2008 NY Slip Op 09050 [56 AD3d 632]
November 18, 2008
Appellate Division, Second Department
Published by New York State Law Reporting Bureau pursuant to Judiciary Law § 431.
As corrected through Wednesday, January 7, 2009


Rochelle Neiderbach, Respondent,
v
7-Eleven, Inc., et al., Appellants.

[*1] Sobel & Kelly, P.C., Huntington, N.Y. (Robert E. Schleier, Jr., of counsel), for appellants.

Raskin & Kremins, LLP, New York, N.Y. (Alexander J. Wulwick of counsel), for respondent.

In an action to recover damages for personal injuries, the defendants appeal from an order of the Supreme Court, Kings County (Johnson, J.), dated December 10, 2007, which denied their motion for summary judgment dismissing the complaint.

Ordered that the order is reversed, on the law, with costs, and the defendants' motion for summary judgment dismissing the complaint is granted.

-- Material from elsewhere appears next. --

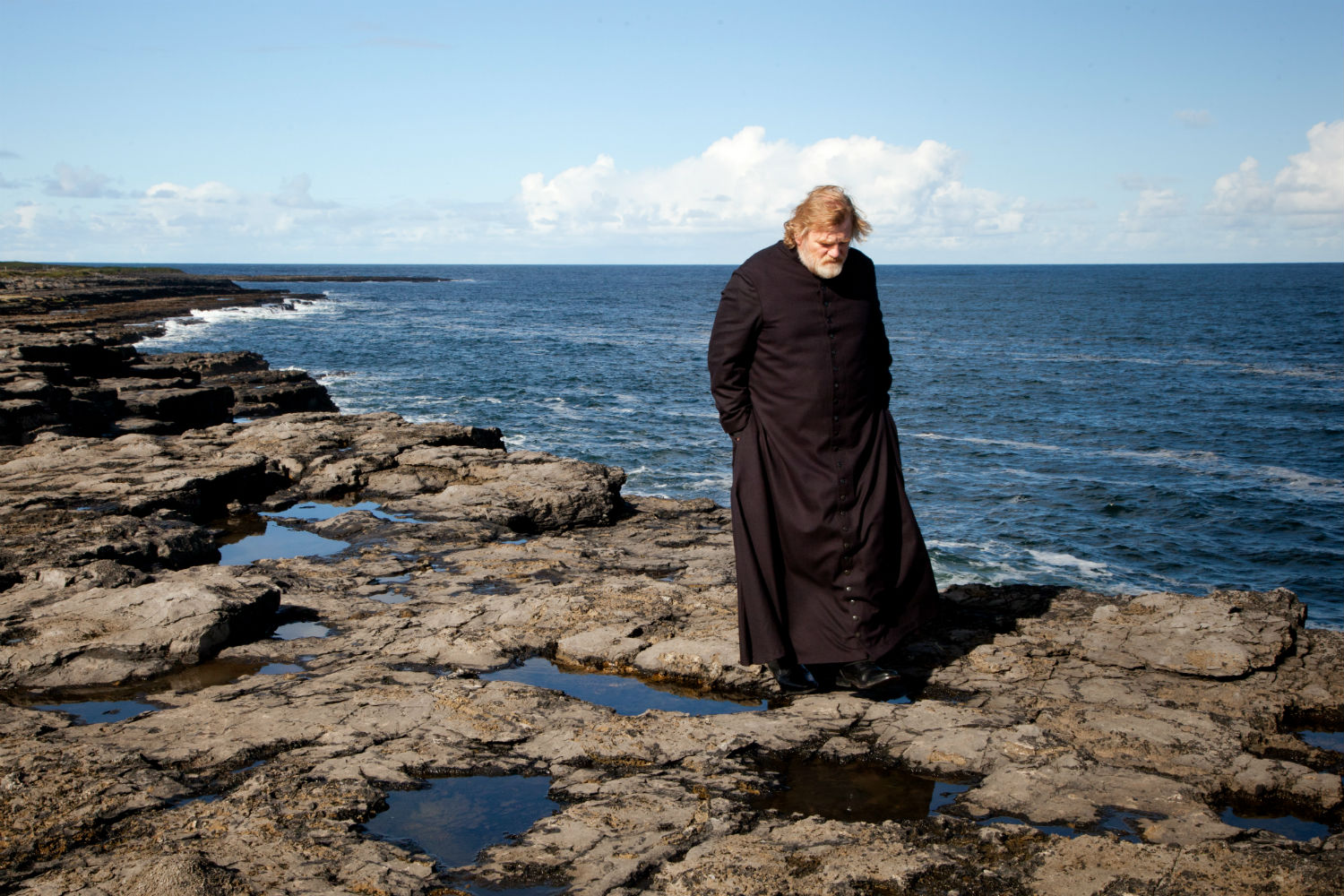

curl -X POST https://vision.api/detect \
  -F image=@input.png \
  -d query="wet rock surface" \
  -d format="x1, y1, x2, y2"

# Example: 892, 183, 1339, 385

The plaintiff allegedly tripped and fell over a blue plastic crate on the floor of an aisle in the defendants' store. The crate was about 15 inches high and 12 inches wide, and the aisle was uncluttered. The defendants moved for summary judgment dismissing the complaint contending, inter alia, that the crate which allegedly caused the plaintiff to fall was open and obvious and not inherently dangerous. The Supreme Court denied the motion. We reverse.

A landowner has a duty to maintain his or her premises in a reasonably safe manner (see Basso v Miller, 40 NY2d 233, 241 [1976]). However, he or she has no duty to protect or warn against an open and obvious condition, which as a matter of law is not inherently dangerous (see Cupo v Karfunkel, 1 AD3d 48 [2003]). The defendants established, prima facie, their entitlement to judgment as a matter of law by showing that the crate which allegedly caused the plaintiff to fall was readily observable by the reasonable use of [*2]one's senses and was not inherently dangerous (see Vergara v A & S Twins Constr. Corp., 41 AD3d 588 [2007]; Bernth v King Kullen Grocery Co., Inc., 36 AD3d 844 [2007]; Schoen v King Kullen Grocery Co., 296 AD2d 486 [2002]). In opposition, the plaintiff failed to raise a triable issue of fact (see Alvarez v Prospect Hosp., 68 NY2d 320 [1986]). Accordingly, the Supreme Court should have granted the defendants' motion for summary judgment dismissing the complaint. Rivera, J.P., Lifson, Eng and Chambers, JJ., concur.